No geral, a menor taxa de mortalidade foi encontrada naqueles que bebem de uma a quatro xícaras de café filtrado por dia. O consumo diário de cinco a oito xícaras de café filtrado correspondeu a um aumento de 7% nos riscos à saúde do coração e mais de nove xícaras de café filtrado por dia apresentaram aumento de 9% no risco para homens e mulheres.
O estudo foi realizado com dados coletados de 509.000 homens e mulheres noruegueses entre 20 e 79 anos, no período de 1985 a 2003. No estudo, 59% dos participantes indicaram a preferência pela bebida filtrada, enquanto 20% preferiam a bebida não filtrada. Apenas 12% dos participantes do estudo não bebiam café.
No artigo publicado no European Journal of Preventive Cardiology, os pesquisadores levantaram a hipótese de que a menor mortalidade associada ao café filtrado, em comparação com o não filtrado, é ser rico em antioxidantes, incluindo polifenóis, que inibem a oxidação do colesterol das lipoproteínas de baixa densidade (LDL). O colesterol LDL, conhecido como colesterol "ruim", contribui para as doenças cardíacas porque contém diterpenos kahweol e cafestol, que aumentam o conteúdo lipídico no organismo. No café não filtrado, as concentrações desses componentes são 30 vezes maiores do no café filtrado.
Os pesquisadores não conseguiram dizer se as suas descobertas eram aplicáveisa outras populações do mundo. No entanto, afirmaram que é razoável supor que o efeito de aumento de colesterol do café não filtrado seja generalizável.

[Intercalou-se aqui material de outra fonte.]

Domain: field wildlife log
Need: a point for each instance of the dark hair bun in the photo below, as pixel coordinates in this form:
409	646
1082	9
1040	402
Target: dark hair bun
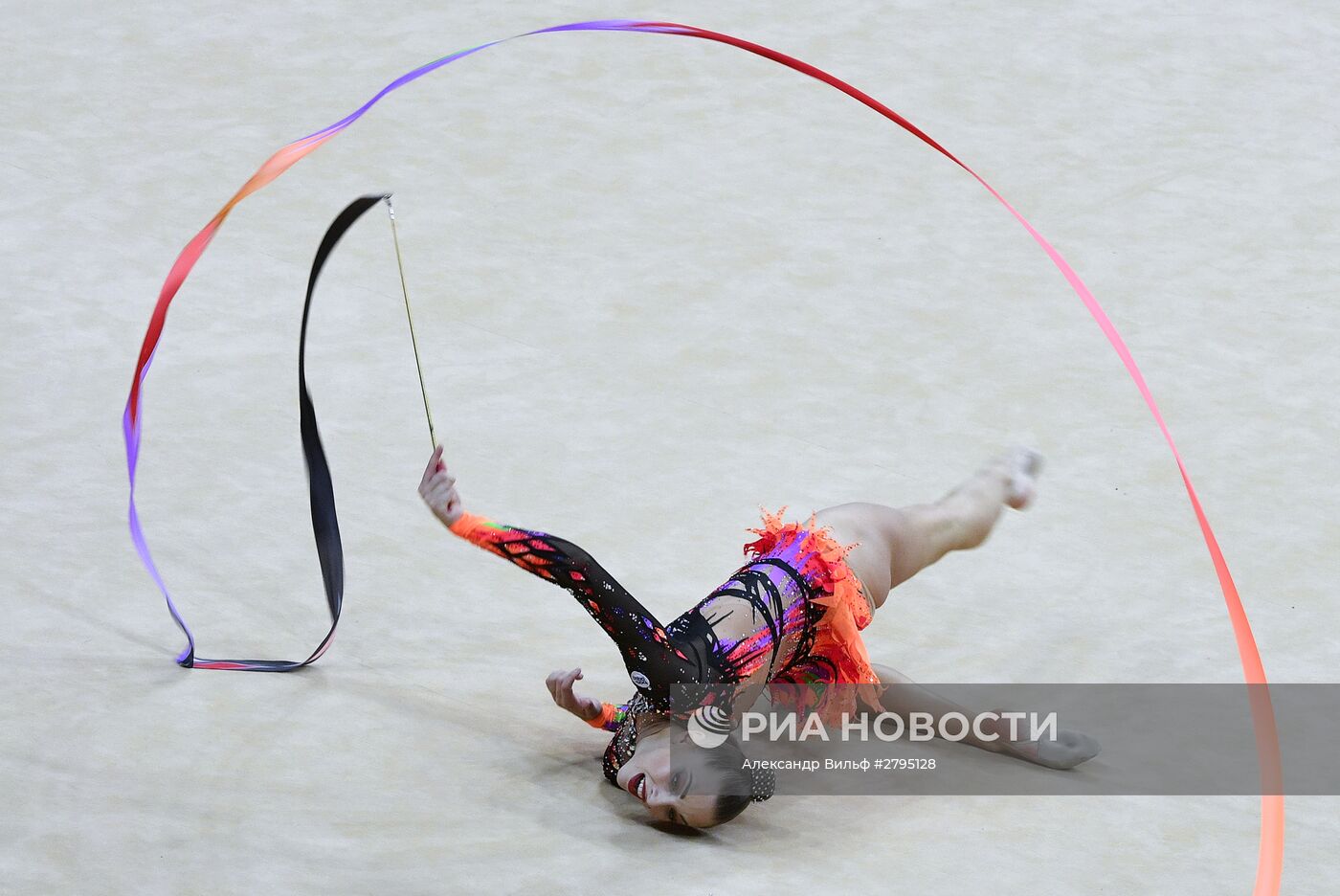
761	782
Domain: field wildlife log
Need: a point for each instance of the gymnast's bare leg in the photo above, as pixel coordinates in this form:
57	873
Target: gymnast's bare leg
894	544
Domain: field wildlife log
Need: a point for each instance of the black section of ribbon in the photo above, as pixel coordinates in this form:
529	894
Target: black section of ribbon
330	550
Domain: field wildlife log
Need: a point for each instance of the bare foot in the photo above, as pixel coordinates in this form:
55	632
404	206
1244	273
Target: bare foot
1024	465
1065	750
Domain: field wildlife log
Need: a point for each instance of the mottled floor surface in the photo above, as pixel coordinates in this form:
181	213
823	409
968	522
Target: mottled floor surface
659	282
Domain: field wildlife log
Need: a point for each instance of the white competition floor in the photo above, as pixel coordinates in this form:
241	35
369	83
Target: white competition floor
659	281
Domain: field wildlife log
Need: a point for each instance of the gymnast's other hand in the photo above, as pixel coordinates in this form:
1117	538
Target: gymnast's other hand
438	490
560	688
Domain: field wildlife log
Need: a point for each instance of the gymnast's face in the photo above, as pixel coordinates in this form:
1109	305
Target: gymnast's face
676	789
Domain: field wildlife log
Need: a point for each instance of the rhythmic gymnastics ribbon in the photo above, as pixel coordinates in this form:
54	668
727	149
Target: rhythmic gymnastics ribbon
1270	855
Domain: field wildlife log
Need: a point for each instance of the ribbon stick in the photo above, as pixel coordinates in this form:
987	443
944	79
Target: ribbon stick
1269	862
409	315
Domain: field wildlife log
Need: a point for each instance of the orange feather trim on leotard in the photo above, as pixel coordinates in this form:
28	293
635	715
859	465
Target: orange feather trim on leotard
847	611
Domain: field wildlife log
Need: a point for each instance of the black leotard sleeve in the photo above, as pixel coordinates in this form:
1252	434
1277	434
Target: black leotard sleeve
654	658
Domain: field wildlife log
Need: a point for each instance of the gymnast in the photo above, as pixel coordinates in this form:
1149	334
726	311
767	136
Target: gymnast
791	615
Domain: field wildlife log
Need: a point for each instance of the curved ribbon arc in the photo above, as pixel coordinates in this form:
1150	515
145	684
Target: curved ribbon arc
330	550
1269	864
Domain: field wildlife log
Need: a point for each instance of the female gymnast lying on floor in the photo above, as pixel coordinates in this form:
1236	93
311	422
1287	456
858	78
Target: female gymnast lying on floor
791	615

Outros estudos mostraram resultados semelhantes. Uma pesquisa publicada em 2017, no Annals of Internal Medicine, relacionou o consumo de duas a três xícaras de café por dia com um risco de morte 18% menor, com ênfase na redução de doenças cardíacas. Em 2018, um estudo sobre câncer realizado por pesquisadores dos Estados Unidos ecoou essas descobertas e afirmou que beber até oito xícaras por dia não aumenta o risco de morte. Mais recentemente, em 2019, pesquisadores da Universidade Queen Mary, de Londres, apresentaram descobertas de que consumir até 25 xícaras de café por dia pode não ser tão prejudicial à saúde do coração quanto as pessoas imaginam.
Essas descobertas são uma boa notícia para quem toma uma xícara de café para iniciar o dia, o que, de acordo com uma pesquisa da Associação Nacional de Café dos Estados Unidos citada pela Reuters, inclui 64% dos americanos. Também é uma boa notícia para os fornecedores de café que buscam capitalizar o aumento da popularidade da bebida. Segundo a pesquisa Statista, o consumo de café deve apresentar crescimento anual projetado (CAGR) de 3,6% entre 2020 e 2025.
Com milhões de xícaras sendo consumidas diariamente, as notícias de que o café pode realmente ser benéfico para a saúde são bem-vindas para uma população que gosta cada vez mais da bebida.